Thursday, September 13, 2007

Looking for the cloud

Stories on testing of school children hardly ever give a full and fair picture. In this case, the reporter James Vaznis finds something wrong with the increase in MCAS scores in 2007.

The something is racial and ethnic disparities, and that is indeed a persistent problem. What Vaznis doesn't tell us until after the jump is that the long-standing disparity also improved. So I guess the bad news that every test score story must by journalistic convention include is that we don't live in heaven on earth.

Vaznis doesn't provide a socioeconomic breakdown of the MCAS data, but then the state doesn't provide it. There are privacy concerns of course. However, Vaznis could have looked at income averages and correlated them with average test scores. That might not be good enough for a peer-reviewed journal, but it would be good enough for a newspaper. In fact, I did it almost ten years ago for a local weekly.

There's a strong correlation between wealth and test scores, and it explains part of the ethnic and racial disparities. Of course, that explanation is only an explanation, not an excuse to do nothing. If we really want to be a classless society, we've got to educate our poor people well, or we doom social mobility.
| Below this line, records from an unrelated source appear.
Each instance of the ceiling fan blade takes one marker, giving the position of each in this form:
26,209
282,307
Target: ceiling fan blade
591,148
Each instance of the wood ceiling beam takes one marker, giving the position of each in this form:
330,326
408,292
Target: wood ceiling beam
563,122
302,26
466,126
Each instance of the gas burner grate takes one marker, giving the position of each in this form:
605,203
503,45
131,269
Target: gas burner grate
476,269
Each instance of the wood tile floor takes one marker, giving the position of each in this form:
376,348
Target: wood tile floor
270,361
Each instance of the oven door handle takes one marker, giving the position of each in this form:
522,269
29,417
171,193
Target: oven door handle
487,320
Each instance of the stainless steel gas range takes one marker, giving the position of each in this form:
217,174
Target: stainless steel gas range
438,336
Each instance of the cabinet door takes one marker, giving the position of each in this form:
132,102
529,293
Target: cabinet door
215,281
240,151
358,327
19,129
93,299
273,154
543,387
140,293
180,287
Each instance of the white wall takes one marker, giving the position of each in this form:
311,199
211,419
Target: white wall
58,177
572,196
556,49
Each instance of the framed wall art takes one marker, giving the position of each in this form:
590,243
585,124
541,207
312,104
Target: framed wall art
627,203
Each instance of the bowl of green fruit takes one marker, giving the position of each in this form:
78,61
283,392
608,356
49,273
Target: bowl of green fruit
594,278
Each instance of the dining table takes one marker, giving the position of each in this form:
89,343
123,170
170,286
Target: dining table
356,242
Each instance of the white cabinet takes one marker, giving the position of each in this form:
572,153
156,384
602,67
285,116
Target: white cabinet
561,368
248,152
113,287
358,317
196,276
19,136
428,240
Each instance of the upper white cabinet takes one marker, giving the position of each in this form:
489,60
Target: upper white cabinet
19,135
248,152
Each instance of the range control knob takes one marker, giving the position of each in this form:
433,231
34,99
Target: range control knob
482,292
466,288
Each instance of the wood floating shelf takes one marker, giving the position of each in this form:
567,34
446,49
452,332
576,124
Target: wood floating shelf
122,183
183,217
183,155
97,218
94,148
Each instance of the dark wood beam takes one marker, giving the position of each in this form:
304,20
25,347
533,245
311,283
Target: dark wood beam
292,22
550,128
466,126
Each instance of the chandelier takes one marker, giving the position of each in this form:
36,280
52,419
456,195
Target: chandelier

No real 'if' - the middle class nation we had forty years ago has been under persistent and successful attack from the right with little defense from the left.

Another bit of context missing from this story, as from most Boston Globe stories on test scores, is the fact that Massachusetts and Connecticut students are duking out for number one in the nation on nationally normed tests. The only fair conclusion is that our NCLB-mandated testing is much harder than, say, the similar testing done in Florida and Texas and put in place by two of the worst Bushist governors, Duhbya and Jeb.

One last point (and then pencils down!): The summaries shown here indicate that the 10th grade math test is too easy to tell the difference between really good math students and merely mediocre ones. This is the real standard that NCLB has set, and it encourages dumbing down the test. All the other distributions look reasonably normal, so far as I can tell from such coarse data.